Nice! We have name the data argument in the geom_vline() function because otherwise the function assumes we still want to use the data from the ggplot() function and gets confused. We are essentially overwriting that data and telling geom_vline() that we need to use a different data frame.

Let’s wrap this up and make it extra nice by adding color, labels, and a theme.

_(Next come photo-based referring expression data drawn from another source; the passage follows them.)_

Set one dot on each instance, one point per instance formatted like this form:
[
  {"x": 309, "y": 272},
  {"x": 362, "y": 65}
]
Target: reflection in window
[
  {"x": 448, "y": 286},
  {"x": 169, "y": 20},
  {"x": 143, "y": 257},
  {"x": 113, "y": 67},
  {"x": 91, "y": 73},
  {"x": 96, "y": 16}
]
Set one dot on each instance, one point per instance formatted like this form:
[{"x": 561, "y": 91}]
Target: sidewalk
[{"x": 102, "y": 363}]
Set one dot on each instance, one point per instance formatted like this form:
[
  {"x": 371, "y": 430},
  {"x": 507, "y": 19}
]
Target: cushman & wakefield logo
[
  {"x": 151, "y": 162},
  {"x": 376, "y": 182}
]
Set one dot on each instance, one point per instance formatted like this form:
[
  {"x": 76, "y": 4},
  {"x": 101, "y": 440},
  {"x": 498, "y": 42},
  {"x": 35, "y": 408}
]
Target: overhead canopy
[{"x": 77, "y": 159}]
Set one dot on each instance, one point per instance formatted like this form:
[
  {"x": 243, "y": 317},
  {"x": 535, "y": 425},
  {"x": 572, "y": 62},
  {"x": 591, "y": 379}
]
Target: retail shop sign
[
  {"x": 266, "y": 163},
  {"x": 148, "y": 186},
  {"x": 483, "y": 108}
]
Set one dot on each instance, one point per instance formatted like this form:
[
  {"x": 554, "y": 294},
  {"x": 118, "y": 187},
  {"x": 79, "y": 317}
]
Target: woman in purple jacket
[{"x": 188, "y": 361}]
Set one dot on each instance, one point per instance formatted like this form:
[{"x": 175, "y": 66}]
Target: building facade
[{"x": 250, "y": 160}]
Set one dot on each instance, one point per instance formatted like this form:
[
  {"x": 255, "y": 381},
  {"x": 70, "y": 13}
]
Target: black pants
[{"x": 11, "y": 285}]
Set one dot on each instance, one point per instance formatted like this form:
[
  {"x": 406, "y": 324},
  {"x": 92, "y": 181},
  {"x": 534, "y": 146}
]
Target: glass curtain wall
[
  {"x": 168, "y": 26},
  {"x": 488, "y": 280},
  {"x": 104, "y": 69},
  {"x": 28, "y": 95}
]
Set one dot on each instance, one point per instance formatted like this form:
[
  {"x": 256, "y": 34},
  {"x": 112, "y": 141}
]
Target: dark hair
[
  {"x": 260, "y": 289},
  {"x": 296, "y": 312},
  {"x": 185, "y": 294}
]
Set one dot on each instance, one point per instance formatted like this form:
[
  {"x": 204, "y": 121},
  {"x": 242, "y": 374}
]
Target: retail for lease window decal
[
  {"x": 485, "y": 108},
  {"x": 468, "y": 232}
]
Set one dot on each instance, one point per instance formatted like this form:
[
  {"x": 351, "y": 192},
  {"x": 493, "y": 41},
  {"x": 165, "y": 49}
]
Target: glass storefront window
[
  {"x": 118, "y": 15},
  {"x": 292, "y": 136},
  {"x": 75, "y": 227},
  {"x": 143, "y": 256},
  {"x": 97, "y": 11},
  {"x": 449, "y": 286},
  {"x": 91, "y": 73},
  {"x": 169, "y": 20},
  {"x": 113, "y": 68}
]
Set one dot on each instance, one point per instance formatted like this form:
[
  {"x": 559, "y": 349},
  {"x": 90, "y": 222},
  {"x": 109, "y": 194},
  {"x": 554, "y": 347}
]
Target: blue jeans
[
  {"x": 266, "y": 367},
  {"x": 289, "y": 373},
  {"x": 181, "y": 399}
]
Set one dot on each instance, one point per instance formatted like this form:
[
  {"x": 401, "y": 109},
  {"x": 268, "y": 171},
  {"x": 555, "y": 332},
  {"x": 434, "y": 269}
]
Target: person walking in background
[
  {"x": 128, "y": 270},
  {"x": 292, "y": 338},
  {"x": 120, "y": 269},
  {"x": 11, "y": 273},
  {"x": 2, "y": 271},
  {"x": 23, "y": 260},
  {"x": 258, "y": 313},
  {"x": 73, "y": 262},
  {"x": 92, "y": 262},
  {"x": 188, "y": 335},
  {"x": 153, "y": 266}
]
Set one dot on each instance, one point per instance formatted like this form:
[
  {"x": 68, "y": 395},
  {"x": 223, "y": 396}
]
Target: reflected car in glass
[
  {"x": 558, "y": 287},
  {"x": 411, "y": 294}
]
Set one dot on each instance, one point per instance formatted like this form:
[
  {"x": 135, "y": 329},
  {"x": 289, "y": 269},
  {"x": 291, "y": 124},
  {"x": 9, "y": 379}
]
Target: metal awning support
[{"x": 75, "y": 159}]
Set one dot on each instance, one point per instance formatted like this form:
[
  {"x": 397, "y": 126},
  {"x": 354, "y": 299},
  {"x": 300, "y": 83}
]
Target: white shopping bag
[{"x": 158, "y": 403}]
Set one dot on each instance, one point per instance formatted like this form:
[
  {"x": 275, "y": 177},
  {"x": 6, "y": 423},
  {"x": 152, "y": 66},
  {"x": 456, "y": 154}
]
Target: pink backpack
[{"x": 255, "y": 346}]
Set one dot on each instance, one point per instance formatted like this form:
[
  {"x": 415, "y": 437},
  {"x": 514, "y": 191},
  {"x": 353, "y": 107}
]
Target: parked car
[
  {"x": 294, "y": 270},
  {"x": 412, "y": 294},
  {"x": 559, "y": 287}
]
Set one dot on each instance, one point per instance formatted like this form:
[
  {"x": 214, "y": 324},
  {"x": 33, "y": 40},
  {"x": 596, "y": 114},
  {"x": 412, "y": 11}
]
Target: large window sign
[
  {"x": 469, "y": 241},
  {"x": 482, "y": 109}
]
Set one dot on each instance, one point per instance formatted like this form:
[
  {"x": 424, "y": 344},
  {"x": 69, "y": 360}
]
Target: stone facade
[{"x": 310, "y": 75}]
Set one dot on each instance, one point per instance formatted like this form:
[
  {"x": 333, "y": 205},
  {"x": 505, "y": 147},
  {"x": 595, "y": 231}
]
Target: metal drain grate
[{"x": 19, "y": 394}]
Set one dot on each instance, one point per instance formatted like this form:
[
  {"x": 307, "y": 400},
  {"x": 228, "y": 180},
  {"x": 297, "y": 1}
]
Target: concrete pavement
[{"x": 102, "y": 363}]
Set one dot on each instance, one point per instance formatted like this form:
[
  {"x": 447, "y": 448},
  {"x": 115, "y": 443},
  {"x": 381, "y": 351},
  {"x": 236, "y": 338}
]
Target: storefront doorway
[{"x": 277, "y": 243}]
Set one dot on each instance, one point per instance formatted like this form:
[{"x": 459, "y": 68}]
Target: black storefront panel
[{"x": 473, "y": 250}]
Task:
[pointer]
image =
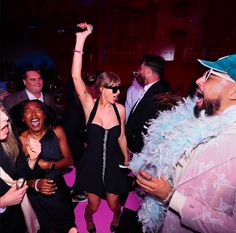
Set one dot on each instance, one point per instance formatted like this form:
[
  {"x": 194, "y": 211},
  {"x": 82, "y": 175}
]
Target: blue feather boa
[{"x": 171, "y": 136}]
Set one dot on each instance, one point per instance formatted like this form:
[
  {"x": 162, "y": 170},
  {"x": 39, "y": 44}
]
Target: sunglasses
[
  {"x": 221, "y": 75},
  {"x": 114, "y": 88}
]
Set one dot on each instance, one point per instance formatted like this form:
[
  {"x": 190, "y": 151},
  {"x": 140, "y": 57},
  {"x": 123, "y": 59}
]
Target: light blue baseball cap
[{"x": 225, "y": 64}]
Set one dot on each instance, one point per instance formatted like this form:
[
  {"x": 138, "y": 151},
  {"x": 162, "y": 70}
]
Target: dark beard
[{"x": 210, "y": 107}]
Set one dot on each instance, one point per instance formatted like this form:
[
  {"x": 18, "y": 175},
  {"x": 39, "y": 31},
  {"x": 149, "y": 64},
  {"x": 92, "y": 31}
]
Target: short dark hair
[
  {"x": 17, "y": 113},
  {"x": 156, "y": 63}
]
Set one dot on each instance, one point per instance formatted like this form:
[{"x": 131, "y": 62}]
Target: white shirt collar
[{"x": 146, "y": 87}]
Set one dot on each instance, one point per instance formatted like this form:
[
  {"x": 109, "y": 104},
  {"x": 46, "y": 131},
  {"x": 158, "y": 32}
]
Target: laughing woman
[
  {"x": 11, "y": 216},
  {"x": 46, "y": 153}
]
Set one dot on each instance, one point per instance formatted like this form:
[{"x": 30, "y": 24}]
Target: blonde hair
[
  {"x": 10, "y": 144},
  {"x": 105, "y": 79}
]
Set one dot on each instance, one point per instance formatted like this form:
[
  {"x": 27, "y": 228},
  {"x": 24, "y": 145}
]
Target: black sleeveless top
[
  {"x": 99, "y": 170},
  {"x": 54, "y": 211}
]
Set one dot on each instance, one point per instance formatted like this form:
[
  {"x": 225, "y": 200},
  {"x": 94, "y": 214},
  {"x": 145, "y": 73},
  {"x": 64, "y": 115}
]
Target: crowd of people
[{"x": 180, "y": 151}]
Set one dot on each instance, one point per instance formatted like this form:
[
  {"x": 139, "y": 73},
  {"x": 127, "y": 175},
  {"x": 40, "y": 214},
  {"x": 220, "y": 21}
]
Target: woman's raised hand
[{"x": 88, "y": 27}]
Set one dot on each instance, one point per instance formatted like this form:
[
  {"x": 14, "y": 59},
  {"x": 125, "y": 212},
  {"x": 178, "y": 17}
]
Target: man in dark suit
[
  {"x": 151, "y": 72},
  {"x": 33, "y": 90}
]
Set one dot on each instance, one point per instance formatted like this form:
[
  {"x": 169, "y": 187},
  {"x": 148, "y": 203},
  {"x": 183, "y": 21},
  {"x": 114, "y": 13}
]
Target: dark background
[{"x": 179, "y": 30}]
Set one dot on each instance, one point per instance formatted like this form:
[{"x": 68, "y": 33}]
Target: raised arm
[{"x": 80, "y": 87}]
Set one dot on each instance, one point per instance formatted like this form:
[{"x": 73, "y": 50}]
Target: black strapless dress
[{"x": 99, "y": 170}]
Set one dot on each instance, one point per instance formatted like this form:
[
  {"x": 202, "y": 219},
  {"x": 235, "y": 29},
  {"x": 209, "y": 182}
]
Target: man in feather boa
[{"x": 187, "y": 166}]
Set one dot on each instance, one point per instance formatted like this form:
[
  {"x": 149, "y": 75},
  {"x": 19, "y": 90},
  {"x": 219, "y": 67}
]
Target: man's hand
[
  {"x": 46, "y": 186},
  {"x": 13, "y": 196},
  {"x": 159, "y": 187}
]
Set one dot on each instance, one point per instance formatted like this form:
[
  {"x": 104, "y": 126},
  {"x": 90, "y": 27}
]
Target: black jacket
[{"x": 144, "y": 111}]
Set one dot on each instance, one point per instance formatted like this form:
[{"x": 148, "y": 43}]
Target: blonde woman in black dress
[{"x": 100, "y": 175}]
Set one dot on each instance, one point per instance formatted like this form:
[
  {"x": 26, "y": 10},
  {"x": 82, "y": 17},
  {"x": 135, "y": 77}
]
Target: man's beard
[{"x": 210, "y": 107}]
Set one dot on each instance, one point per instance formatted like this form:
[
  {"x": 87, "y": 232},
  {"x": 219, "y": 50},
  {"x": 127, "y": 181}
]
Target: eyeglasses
[
  {"x": 135, "y": 73},
  {"x": 114, "y": 88},
  {"x": 221, "y": 75}
]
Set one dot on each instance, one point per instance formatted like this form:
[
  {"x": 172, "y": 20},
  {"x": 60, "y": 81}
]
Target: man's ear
[{"x": 232, "y": 93}]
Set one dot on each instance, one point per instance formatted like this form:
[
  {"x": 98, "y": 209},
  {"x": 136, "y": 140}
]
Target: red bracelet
[{"x": 78, "y": 51}]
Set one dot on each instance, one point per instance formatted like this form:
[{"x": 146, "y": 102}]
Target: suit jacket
[
  {"x": 15, "y": 98},
  {"x": 144, "y": 111},
  {"x": 209, "y": 185}
]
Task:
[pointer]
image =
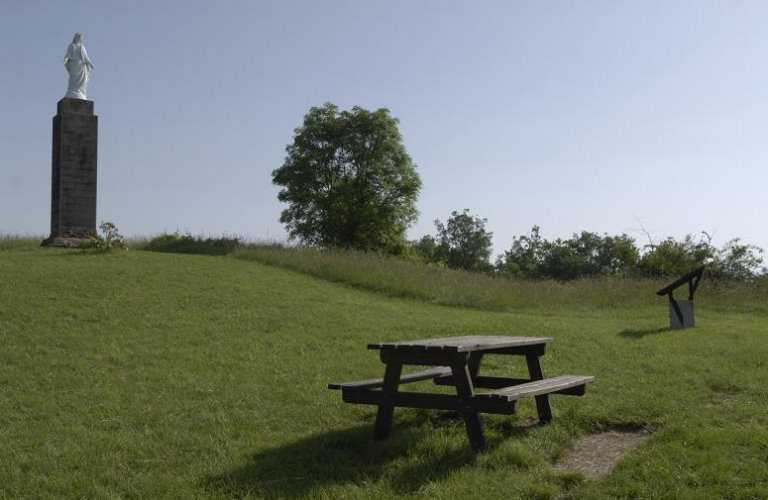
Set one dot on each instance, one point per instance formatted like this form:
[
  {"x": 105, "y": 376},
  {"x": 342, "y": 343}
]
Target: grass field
[{"x": 148, "y": 375}]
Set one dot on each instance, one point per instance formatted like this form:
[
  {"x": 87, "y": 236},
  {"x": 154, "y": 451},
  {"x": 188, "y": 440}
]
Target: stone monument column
[
  {"x": 73, "y": 184},
  {"x": 75, "y": 137}
]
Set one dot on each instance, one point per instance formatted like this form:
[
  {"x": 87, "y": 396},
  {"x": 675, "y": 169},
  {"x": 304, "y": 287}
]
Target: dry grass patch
[{"x": 596, "y": 454}]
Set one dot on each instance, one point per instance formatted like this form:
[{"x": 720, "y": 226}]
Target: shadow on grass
[
  {"x": 406, "y": 461},
  {"x": 640, "y": 333}
]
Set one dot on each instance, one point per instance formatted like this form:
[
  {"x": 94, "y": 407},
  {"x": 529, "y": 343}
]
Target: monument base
[
  {"x": 73, "y": 180},
  {"x": 686, "y": 307},
  {"x": 70, "y": 241}
]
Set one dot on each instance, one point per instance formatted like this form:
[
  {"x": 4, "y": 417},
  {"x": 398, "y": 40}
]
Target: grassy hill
[{"x": 148, "y": 375}]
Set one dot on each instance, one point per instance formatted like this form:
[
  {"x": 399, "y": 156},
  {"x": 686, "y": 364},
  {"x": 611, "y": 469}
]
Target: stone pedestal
[
  {"x": 73, "y": 184},
  {"x": 686, "y": 308}
]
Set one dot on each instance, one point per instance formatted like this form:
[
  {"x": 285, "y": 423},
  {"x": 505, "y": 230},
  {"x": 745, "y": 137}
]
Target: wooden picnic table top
[{"x": 469, "y": 343}]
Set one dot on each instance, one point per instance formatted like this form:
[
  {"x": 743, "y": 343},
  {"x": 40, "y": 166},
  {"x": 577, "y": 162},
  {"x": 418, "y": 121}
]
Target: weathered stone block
[{"x": 73, "y": 183}]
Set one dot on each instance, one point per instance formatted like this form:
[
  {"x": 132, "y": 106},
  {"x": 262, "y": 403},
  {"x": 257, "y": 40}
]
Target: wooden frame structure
[{"x": 692, "y": 279}]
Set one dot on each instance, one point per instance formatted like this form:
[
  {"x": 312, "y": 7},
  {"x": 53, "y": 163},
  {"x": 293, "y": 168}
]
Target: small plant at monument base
[{"x": 109, "y": 239}]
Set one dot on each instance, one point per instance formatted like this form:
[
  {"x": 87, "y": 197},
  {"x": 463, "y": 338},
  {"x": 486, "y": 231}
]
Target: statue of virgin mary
[{"x": 79, "y": 68}]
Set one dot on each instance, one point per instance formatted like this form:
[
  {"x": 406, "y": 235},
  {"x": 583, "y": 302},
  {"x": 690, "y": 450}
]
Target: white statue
[{"x": 79, "y": 68}]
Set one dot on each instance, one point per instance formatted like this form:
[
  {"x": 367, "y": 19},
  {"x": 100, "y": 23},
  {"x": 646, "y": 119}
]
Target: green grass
[
  {"x": 400, "y": 278},
  {"x": 147, "y": 375}
]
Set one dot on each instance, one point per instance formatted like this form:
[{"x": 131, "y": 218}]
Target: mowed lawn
[{"x": 143, "y": 375}]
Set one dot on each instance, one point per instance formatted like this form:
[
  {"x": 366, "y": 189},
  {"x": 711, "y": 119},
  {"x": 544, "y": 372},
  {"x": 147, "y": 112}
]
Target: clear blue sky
[{"x": 589, "y": 115}]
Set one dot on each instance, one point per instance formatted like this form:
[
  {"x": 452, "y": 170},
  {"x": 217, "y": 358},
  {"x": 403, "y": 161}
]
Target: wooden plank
[
  {"x": 689, "y": 278},
  {"x": 485, "y": 382},
  {"x": 543, "y": 408},
  {"x": 433, "y": 358},
  {"x": 467, "y": 343},
  {"x": 384, "y": 416},
  {"x": 561, "y": 385},
  {"x": 429, "y": 401},
  {"x": 404, "y": 379},
  {"x": 472, "y": 420}
]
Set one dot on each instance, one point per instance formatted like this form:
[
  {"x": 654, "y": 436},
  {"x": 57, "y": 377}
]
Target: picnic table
[{"x": 457, "y": 361}]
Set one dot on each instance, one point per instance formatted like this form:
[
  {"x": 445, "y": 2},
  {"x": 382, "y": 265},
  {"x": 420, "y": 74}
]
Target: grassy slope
[{"x": 141, "y": 375}]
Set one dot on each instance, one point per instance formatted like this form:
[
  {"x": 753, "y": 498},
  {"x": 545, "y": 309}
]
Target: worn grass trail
[{"x": 143, "y": 375}]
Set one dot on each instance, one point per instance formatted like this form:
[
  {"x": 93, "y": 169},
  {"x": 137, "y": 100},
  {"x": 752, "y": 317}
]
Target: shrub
[{"x": 177, "y": 243}]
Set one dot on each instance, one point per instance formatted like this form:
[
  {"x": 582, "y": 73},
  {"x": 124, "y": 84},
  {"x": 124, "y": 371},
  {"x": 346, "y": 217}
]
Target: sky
[{"x": 648, "y": 118}]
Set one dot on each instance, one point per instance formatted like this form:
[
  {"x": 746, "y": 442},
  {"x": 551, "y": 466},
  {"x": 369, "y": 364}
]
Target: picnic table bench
[{"x": 457, "y": 361}]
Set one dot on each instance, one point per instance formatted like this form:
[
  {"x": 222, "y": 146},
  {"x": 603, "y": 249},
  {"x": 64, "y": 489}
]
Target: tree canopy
[
  {"x": 348, "y": 180},
  {"x": 461, "y": 243}
]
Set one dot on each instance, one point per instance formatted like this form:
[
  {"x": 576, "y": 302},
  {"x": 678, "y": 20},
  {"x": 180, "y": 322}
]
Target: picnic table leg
[
  {"x": 474, "y": 365},
  {"x": 473, "y": 421},
  {"x": 536, "y": 373},
  {"x": 384, "y": 415}
]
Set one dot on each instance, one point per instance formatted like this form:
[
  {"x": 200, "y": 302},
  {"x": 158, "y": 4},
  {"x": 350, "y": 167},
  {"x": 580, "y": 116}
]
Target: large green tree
[
  {"x": 463, "y": 242},
  {"x": 348, "y": 180}
]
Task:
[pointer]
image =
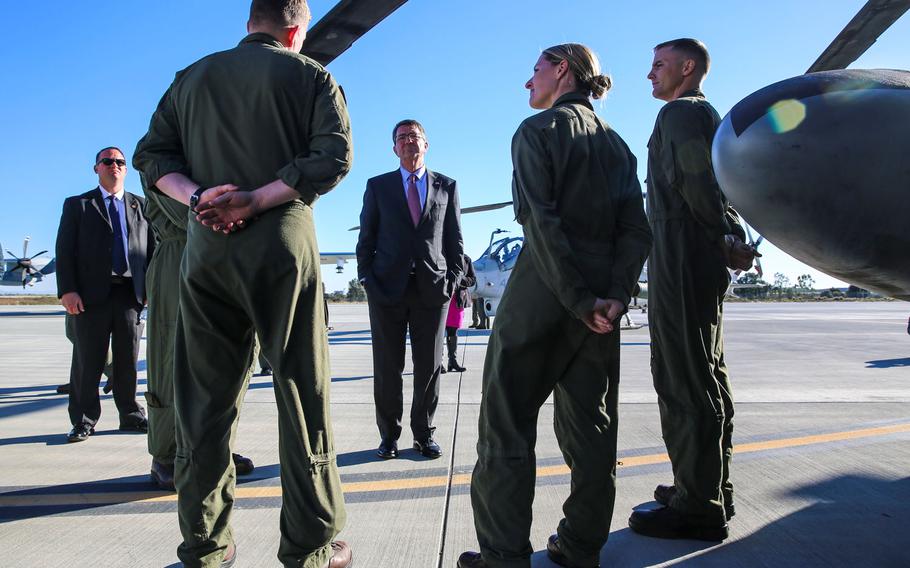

# Histogram by maker, with mean line and labels
ggplot(collars, aes(battery_life, fill = maker)) +
  geom_histogram(alpha = 0.5, position = "identity") +
  geom_vline(data = bat_life_and_signal, aes(xintercept = bat_life_mean, color = maker)) + 
  labs(x = "Battery Life",
       y = "Frequency",
       color = "Maker",
       fill = "Maker") +
  theme_light()

`stat_bin()` using `bins = 30`. Pick better value with `binwidth`.

Group Challenge!

Make the same plot that we made above expect for the signal distance.

# Same as above, but for signal distance
ggplot(collars, aes(signal_distance, fill = maker)) +
  geom_histogram(alpha = 0.5, position = "identity") +
  geom_vline(data = bat_life_and_signal, aes(xintercept = signal_mean, color = maker)) + 
  labs(x = "Signal Distance",
       y = "Frequency",
       color = "Maker",
       fill = "Maker") +
  theme_light()

`stat_bin()` using `bins = 30`. Pick better value with `binwidth`.

Two Continuous Variables at a Time

We’ve explored both battery life and signal distance individually. Now let’s bring them together into one plot to see what the relationship between them is like. What type of plot will be use for that?

# Scatterplot
ggplot(collars, aes(x = signal_distance, y = battery_life, color = maker)) +
  geom_point()

How do we interpret this plot? What is it telling us about the relationship between signal distance and battery life? What is it telling us about that relationship between the two collar makers?

As it turns out, this trade-off between signal distance and battery length is very real when it comes to wildlife tracking! Why do you think that is?